We hope the proposed folly version is accepted to make the BitFields API available for broader usage. Additionally, some quality-of-life improvements are likely possible, perhaps including easier declaration and usage syntax, hopefully without delving into boost-like macro hell. Better runtime and compile time checks might also be possible.

Conclusion

The BitFields API demonstrates that zero-overhead abstractions can significantly improve code quality without sacrificing performance. By providing type safety, self-documentation, and convenience features around bit manipulation and atomic operations, it makes lock-free programming more accessible and maintainable. Bit-packed atomics are arguably essential for slaying the complexity dragon of efficient lock-free and low-lock algorithms, because they reduce explosion in algorithm states.
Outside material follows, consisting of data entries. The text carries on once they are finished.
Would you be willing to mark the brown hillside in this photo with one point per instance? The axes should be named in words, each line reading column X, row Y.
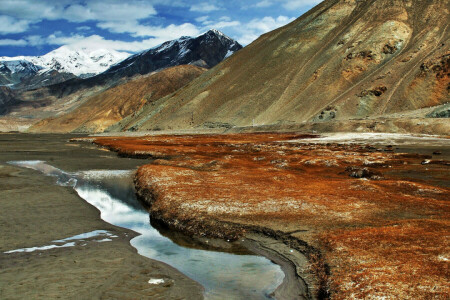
column 109, row 107
column 344, row 59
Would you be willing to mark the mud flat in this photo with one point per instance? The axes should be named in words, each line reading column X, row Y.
column 36, row 213
column 371, row 220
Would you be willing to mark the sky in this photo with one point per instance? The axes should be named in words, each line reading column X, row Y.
column 36, row 27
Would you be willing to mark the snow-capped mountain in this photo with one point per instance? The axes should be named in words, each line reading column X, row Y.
column 82, row 62
column 13, row 71
column 205, row 50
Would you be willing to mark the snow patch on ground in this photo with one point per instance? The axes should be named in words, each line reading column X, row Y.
column 43, row 248
column 71, row 241
column 375, row 138
column 156, row 281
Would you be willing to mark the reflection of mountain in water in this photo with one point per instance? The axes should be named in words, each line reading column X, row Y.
column 224, row 275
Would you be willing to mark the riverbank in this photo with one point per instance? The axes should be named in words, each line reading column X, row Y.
column 372, row 220
column 36, row 212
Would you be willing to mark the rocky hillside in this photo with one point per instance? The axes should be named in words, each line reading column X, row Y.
column 206, row 50
column 343, row 60
column 8, row 99
column 104, row 109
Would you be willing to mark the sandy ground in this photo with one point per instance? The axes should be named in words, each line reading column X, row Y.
column 35, row 212
column 371, row 218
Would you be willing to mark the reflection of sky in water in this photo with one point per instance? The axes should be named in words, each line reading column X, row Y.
column 224, row 275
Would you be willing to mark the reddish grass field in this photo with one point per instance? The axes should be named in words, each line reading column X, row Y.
column 381, row 234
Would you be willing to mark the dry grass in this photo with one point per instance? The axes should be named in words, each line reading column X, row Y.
column 382, row 236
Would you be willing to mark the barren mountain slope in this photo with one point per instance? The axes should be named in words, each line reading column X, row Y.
column 109, row 107
column 343, row 59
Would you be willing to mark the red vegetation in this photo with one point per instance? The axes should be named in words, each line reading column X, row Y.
column 383, row 234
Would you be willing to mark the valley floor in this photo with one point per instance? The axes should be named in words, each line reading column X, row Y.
column 372, row 218
column 35, row 211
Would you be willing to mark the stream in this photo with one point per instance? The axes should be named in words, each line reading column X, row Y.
column 234, row 274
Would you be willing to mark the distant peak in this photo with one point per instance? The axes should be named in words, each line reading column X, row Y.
column 215, row 32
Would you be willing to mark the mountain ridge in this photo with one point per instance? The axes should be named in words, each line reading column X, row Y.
column 82, row 62
column 342, row 60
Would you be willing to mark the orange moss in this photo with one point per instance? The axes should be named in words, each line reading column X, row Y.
column 382, row 238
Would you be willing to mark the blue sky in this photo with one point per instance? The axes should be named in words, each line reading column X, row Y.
column 35, row 27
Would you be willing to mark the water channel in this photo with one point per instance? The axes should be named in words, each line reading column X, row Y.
column 224, row 275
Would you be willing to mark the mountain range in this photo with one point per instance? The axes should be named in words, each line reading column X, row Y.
column 345, row 65
column 61, row 96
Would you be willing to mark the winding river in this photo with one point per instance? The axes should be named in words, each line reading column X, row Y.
column 224, row 275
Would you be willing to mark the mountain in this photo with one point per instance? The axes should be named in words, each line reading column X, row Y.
column 343, row 60
column 8, row 99
column 82, row 62
column 13, row 71
column 205, row 50
column 104, row 109
column 60, row 98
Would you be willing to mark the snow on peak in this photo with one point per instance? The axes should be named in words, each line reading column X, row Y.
column 78, row 61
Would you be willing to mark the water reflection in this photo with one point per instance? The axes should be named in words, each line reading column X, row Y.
column 224, row 275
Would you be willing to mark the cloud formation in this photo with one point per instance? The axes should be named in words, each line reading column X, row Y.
column 136, row 25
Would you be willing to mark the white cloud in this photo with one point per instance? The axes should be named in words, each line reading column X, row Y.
column 10, row 42
column 204, row 7
column 202, row 19
column 77, row 11
column 264, row 3
column 83, row 28
column 12, row 25
column 169, row 32
column 100, row 11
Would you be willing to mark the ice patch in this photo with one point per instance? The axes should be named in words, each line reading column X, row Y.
column 104, row 240
column 156, row 281
column 86, row 235
column 43, row 248
column 98, row 174
column 371, row 137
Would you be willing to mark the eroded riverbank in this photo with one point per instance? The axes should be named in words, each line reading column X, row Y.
column 36, row 212
column 371, row 219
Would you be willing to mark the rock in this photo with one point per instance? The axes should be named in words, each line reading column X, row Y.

For RocksDB specifically, the migration to BitFields has made the HyperClockCache implementation substantially easier to understand and modify, while maintaining the same high-performance characteristics. Combined with the recent parallel compression revamp, these improvements showcase our ongoing commitment to writing clean, efficient, and maintainable code.

The BitFields API is available in RocksDB’s util/bit_fields.h and can be adapted for use in other projects requiring efficient, type-safe bit packing. For those building high-performance concurrent systems, it offers a compelling alternative to manual bit manipulation—proving that safe abstractions and peak performance are not mutually exclusive.